The constellation prize


Students gazed up at a starry sky from the inside of the auditorium at Chamlian Armenian School on Thursday, picking out constellations and locating the North Star.

The children learned about the solar system and the Milky Way galaxy while ensconced under a billowing tarp known as the Sky Dome Planetarium. The mobile planetarium, which is a program run by Mobile Ed Productions, a Michigan-based educational programming company, was spending the day at the school for the first time to teach students about astronomy, said Rita Kaprielian, the school’s vice principal.

“We don’t see the stars as much as we used to,” Kaprielian said.

Students sat in the belly of the 15-foot-high, 36-foot-wide planetarium, which was set up in the school’s auditorium, and listened to Mario Tomic, a presenter from Mobile Ed, explain some basic concepts of astronomy.
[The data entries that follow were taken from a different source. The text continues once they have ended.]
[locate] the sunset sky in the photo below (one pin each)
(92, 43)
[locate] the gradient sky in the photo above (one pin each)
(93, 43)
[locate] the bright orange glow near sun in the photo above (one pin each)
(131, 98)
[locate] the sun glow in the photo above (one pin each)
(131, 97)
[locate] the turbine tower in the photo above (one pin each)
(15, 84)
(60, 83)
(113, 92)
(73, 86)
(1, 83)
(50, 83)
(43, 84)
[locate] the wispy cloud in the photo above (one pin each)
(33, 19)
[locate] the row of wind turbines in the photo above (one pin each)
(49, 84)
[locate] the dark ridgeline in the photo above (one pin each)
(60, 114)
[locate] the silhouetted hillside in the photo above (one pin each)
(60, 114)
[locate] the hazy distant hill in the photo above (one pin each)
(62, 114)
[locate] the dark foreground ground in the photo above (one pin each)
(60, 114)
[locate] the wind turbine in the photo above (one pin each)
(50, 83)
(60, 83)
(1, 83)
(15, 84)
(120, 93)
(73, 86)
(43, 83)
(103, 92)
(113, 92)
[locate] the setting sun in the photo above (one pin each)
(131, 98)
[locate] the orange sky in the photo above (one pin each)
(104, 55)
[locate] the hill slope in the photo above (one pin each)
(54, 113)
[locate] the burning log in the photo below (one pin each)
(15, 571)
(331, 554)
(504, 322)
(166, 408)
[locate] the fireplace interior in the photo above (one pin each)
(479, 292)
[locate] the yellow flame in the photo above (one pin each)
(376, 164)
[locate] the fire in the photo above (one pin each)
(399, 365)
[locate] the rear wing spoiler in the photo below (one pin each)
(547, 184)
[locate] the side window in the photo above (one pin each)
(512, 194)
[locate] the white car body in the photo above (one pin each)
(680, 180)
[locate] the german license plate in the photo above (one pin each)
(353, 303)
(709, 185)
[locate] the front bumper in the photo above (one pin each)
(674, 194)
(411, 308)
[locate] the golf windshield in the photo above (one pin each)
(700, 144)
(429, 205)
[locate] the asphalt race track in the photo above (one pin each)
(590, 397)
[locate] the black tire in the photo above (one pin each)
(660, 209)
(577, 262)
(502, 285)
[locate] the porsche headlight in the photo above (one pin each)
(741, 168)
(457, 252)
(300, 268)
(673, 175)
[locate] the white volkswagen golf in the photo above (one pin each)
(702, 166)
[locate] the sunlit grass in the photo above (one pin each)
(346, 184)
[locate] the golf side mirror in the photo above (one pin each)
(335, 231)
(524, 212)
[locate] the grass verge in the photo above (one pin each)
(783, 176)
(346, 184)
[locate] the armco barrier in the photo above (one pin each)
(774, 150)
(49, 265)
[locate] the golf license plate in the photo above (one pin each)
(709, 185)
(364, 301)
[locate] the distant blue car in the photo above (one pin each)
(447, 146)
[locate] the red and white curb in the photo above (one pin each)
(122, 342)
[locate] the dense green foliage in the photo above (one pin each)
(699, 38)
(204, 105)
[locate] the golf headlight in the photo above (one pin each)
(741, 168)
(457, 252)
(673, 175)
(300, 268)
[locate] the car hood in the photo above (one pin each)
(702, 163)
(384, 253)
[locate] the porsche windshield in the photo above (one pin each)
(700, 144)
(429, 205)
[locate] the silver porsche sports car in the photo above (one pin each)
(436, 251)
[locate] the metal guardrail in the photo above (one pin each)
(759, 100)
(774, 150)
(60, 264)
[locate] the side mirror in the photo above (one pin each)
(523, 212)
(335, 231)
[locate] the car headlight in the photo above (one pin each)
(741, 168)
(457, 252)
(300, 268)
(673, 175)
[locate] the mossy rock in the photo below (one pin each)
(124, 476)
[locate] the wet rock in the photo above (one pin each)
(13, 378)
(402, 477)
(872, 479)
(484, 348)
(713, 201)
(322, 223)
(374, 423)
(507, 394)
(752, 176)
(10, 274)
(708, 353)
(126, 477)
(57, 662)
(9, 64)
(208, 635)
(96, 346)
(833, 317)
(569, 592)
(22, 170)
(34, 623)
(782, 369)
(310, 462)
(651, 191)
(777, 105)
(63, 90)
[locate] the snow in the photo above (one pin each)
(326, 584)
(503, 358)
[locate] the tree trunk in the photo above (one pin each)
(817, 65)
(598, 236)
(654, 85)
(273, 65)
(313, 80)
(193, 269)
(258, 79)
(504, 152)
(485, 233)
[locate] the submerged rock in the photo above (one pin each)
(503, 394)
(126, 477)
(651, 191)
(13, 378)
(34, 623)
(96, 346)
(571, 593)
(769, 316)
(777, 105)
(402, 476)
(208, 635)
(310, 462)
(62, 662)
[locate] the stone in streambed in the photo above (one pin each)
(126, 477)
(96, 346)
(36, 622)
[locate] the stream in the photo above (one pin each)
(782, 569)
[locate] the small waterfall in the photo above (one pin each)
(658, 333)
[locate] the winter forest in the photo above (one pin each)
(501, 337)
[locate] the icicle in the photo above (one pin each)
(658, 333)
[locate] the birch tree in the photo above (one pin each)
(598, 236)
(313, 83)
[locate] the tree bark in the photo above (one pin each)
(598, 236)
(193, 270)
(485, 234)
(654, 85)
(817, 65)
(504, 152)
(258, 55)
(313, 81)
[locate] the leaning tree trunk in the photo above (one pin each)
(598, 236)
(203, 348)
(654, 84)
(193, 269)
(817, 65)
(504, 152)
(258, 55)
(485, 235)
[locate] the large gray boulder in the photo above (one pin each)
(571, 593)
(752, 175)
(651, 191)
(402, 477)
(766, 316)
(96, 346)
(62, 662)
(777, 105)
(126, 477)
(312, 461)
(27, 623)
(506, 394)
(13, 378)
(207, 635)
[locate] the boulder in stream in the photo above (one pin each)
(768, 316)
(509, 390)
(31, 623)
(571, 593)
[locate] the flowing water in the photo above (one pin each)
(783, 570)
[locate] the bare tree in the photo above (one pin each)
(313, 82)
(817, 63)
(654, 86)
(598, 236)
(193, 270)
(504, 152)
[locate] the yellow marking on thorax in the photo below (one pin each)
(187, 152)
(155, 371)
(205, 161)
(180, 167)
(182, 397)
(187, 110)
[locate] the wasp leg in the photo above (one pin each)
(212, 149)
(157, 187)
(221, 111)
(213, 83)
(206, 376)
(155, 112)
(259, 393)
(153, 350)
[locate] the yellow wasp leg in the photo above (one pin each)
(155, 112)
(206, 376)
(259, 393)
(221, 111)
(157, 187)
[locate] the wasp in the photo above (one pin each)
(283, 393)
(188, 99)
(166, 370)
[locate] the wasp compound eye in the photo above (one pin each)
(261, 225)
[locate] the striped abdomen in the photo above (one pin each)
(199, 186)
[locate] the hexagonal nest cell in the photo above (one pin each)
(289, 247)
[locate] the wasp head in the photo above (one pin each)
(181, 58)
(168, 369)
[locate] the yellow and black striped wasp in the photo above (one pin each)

In the darkened planetarium, Tomic showed the students bright photos of planets like Mars and Venus, and explained how it took each planet a different amount of time to circle the sun, so that each planet’s years were different lengths.

While on Earth, the third-graders in the planetarium were 8 years old, on Mars — which has years that are 687 days long — the students would be half as old.

“So now, you’re 4 years old, something like that,” Tomic said.

He talked about the Big Bang Theory, the Hubble Space Telescope and black holes, but the students’ gasps of excitement really began when Tomic illuminated the ceiling and walls of the planetarium with stars.

He explained how different cultures invented different characters out of the patterns of stars they saw in the sky.

“They created all kinds of images to find some kind of order in the overwhelming chaos of the night sky,” Tomic said.

He showed the students how to recognize constellations such as the Great Bear, the Little Bear, Orion and particular stars like the North Star and the Dog Star.

“We are facing north,” Tomic said after showing the students the North Star. “We are not lost anymore.”

At Tomic’s invitation, Nicco Hartounian, 8, stood up and used a laser pointer to show his classmates the constellations that Tomic had taught them.

As the school’s third-graders emerged from the darkened dome, shading their eyes from the sunny day, they said they loved seeing the stars projected on the ceiling and walls of the dome, and they had picked up some new facts, too.

“I didn’t know that there were gas planets,” said Edwin Daneelian, 8.

Despite this new knowledge, Earth remained his favorite planet, Edwin said.

“I never knew that Pluto wasn’t a planet anymore,” said Shant Hambarchian, 8, referring to the fact that Pluto has been relabeled a “dwarf planet” by astronomers.

Third-grade teacher Jennifer Shamoyan said her students would be starting a unit on the solar system next week so the assembly was a good preview.

“He covered a lot of things that we are going to cover,” Shamoyan said.